TAKE THE ex-mayor of London, Ken Livingstone. The things he says are ridiculous indeed. Even for a politician.
For example, he said the Adolf Hitler was a Zionist, or a lover of Zionists.
Hitler? Zionist?
Adolf Hitler was a pathological hater of Jews and everything Jewish. Indeed, his anti-Semitism was so central to his beliefs, that it overcame everything else.
Staring into the face of final military defeat, he still diverted trains from essential military tasks in order to transport Jews to the annihilation camps.
Some believe that he lost the war (and world domination) because of his anti-Semitism. If the Jewish scientists -- like Albert Einstein -- had remained in Germany as German patriots, Hitler may well have got the atomic bomb before the Americans. This would have changed world history.
No one knows where his hatred for Jews came from. He liked the Jewish doctor of his adored mother. When he was nursing his dream of becoming a great painter, he had a Jewish friend and visited him at his home. Somewhere on his way he became an abysmal Jew-hater. Theories abound, but there is no definitive answer. But it happened early on, when he was still in Vienna.

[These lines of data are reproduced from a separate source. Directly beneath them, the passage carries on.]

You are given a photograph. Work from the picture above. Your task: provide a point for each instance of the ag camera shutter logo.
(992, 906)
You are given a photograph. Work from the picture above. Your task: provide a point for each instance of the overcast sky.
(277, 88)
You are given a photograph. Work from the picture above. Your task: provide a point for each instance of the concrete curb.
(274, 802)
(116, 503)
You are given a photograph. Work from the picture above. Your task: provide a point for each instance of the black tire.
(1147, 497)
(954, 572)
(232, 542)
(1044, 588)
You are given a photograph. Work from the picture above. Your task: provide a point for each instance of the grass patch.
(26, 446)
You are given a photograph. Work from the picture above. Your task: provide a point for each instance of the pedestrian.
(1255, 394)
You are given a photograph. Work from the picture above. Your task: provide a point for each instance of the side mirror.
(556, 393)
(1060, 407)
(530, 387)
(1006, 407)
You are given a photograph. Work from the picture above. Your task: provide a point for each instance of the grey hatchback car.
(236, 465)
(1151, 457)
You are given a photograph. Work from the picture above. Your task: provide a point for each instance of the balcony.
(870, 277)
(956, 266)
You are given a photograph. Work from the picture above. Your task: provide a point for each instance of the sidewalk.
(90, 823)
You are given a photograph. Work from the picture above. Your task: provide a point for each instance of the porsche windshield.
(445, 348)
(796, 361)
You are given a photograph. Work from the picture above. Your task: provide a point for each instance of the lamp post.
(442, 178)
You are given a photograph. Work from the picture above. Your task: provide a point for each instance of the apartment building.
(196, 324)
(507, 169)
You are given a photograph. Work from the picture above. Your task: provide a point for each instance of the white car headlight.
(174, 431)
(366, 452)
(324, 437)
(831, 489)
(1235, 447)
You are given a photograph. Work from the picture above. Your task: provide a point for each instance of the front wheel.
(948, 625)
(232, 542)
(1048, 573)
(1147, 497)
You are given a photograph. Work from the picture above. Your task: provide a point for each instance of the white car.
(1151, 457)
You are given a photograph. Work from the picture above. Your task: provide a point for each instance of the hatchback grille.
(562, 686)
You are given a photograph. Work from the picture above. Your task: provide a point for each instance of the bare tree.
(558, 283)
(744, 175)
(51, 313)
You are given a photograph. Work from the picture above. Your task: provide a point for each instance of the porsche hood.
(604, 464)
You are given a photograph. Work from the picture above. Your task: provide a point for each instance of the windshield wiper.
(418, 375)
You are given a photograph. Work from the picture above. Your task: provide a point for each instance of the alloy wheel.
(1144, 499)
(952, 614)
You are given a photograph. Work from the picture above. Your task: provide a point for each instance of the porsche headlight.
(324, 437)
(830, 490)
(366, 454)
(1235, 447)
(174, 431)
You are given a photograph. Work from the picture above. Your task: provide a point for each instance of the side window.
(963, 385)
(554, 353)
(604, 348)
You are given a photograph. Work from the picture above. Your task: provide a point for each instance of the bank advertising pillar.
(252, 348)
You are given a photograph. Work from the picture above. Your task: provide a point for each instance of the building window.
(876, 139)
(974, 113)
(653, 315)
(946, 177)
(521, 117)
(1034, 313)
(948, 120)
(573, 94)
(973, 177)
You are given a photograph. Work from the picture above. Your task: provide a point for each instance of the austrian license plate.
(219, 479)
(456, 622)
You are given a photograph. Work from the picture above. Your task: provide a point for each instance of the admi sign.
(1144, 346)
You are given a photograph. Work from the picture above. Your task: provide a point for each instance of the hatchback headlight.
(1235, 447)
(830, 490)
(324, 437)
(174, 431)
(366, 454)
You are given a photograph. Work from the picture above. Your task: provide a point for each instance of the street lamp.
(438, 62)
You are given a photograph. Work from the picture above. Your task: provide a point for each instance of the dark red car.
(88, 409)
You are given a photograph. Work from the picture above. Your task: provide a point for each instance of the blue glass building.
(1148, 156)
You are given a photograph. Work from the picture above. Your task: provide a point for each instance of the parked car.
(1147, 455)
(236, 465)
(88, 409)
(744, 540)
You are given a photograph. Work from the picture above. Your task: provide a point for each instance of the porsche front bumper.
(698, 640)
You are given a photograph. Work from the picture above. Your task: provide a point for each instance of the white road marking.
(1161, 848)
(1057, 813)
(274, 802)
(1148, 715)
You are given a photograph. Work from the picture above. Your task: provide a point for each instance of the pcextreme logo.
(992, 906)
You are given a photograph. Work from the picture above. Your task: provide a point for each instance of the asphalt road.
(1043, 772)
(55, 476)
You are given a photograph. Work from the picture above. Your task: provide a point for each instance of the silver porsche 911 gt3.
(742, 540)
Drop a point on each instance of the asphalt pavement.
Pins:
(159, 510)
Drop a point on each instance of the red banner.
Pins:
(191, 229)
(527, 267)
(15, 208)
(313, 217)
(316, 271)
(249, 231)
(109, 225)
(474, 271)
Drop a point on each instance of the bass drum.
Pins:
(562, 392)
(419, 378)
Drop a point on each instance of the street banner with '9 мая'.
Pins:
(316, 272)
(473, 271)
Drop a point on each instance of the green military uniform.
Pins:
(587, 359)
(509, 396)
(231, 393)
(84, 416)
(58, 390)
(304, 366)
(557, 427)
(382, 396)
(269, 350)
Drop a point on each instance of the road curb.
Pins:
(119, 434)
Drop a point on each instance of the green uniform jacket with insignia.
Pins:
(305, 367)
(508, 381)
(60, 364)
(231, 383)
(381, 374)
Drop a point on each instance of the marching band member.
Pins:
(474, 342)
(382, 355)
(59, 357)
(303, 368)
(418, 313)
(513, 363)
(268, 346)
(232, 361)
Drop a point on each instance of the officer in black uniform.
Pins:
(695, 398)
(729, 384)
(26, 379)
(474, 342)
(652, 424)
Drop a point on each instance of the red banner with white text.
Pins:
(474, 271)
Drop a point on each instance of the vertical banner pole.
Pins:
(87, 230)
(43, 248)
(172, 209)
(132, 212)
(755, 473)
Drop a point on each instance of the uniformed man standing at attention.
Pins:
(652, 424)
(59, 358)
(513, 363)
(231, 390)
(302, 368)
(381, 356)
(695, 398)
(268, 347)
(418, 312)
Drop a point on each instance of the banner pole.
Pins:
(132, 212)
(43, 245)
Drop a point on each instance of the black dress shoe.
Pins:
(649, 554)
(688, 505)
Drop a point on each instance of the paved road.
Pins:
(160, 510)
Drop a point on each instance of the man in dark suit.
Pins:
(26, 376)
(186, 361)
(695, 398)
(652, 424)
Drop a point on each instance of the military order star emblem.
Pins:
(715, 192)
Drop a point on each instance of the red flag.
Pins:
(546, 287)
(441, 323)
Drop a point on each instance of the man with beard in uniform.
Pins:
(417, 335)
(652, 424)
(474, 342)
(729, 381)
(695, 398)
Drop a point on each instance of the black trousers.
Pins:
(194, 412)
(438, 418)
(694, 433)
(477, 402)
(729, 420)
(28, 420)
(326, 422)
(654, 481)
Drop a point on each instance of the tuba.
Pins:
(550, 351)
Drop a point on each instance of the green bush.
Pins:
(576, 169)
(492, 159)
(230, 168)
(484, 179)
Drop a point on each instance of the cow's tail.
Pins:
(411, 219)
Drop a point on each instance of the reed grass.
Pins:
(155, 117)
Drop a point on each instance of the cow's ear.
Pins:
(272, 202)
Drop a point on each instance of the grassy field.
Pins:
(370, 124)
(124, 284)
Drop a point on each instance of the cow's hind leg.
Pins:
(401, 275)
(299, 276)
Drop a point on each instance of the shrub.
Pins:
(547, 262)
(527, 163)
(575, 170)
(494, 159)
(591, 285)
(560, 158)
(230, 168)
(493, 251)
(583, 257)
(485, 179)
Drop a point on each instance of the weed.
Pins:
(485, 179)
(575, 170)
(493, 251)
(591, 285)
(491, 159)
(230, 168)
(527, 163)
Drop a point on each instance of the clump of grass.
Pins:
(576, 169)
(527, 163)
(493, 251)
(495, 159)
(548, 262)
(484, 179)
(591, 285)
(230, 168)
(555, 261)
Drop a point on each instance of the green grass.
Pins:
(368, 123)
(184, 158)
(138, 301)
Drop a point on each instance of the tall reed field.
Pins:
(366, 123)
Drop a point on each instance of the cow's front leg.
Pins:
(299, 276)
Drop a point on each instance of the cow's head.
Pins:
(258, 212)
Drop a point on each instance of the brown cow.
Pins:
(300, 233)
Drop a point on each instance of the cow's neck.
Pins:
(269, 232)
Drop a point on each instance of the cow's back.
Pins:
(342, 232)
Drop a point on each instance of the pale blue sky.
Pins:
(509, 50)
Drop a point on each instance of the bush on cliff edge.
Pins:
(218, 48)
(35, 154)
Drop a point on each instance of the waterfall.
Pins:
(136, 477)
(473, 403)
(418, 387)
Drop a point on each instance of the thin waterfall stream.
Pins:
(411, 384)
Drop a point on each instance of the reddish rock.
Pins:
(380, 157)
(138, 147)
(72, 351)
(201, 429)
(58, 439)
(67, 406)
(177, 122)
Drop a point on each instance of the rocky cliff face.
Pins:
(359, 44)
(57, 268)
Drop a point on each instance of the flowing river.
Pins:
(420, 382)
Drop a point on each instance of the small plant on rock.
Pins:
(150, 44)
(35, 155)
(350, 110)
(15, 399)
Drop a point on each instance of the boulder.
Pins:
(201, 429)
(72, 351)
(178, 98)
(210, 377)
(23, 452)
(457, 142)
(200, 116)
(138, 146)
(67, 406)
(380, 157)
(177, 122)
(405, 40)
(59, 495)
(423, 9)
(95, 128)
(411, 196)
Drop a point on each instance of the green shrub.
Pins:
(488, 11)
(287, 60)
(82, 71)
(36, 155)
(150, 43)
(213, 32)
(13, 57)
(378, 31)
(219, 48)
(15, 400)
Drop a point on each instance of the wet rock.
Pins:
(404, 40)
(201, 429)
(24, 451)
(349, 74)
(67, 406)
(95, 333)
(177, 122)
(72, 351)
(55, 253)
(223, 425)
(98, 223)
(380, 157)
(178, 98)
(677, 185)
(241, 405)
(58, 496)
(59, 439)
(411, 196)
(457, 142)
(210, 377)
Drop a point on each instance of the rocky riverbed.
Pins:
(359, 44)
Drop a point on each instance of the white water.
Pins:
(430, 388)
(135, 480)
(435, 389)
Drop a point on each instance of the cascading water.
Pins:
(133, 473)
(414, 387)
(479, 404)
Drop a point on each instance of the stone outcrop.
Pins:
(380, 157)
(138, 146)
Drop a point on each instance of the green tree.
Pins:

The idea that this person could, at any stage, be a lover of Zionist Jews is absurd beyond imagination.
LIKE MANY absurdities, this one contains a kernel of truth.
Before the Holocaust, anti-Semites wanted to drive the Jews out of Europe. The essence of Zionism is to get the Jews from all over the world to Eretz Israel (Palestine). So these two extremely opposite movements had something in common.
Theodor Herzl, the founder of the Zionist movement, realized this right from the beginning. He went to anti-Semitic Czarist Russia to convince leading politicians there to help him, promising to relieve them of their Jews.
In the course of time, many such efforts were made. A little-known one was made on the eve of World War II, when the right-wing Zionist Irgun underground (full name: National Military Organization) came to an agreement with the anti-Semitic leadership of the Polish army. Military training centers for young Jews were set up in Poland, with the idea of preparing them for an invasion of Palestine, so that Polish Jews could go there. The war cut these efforts short.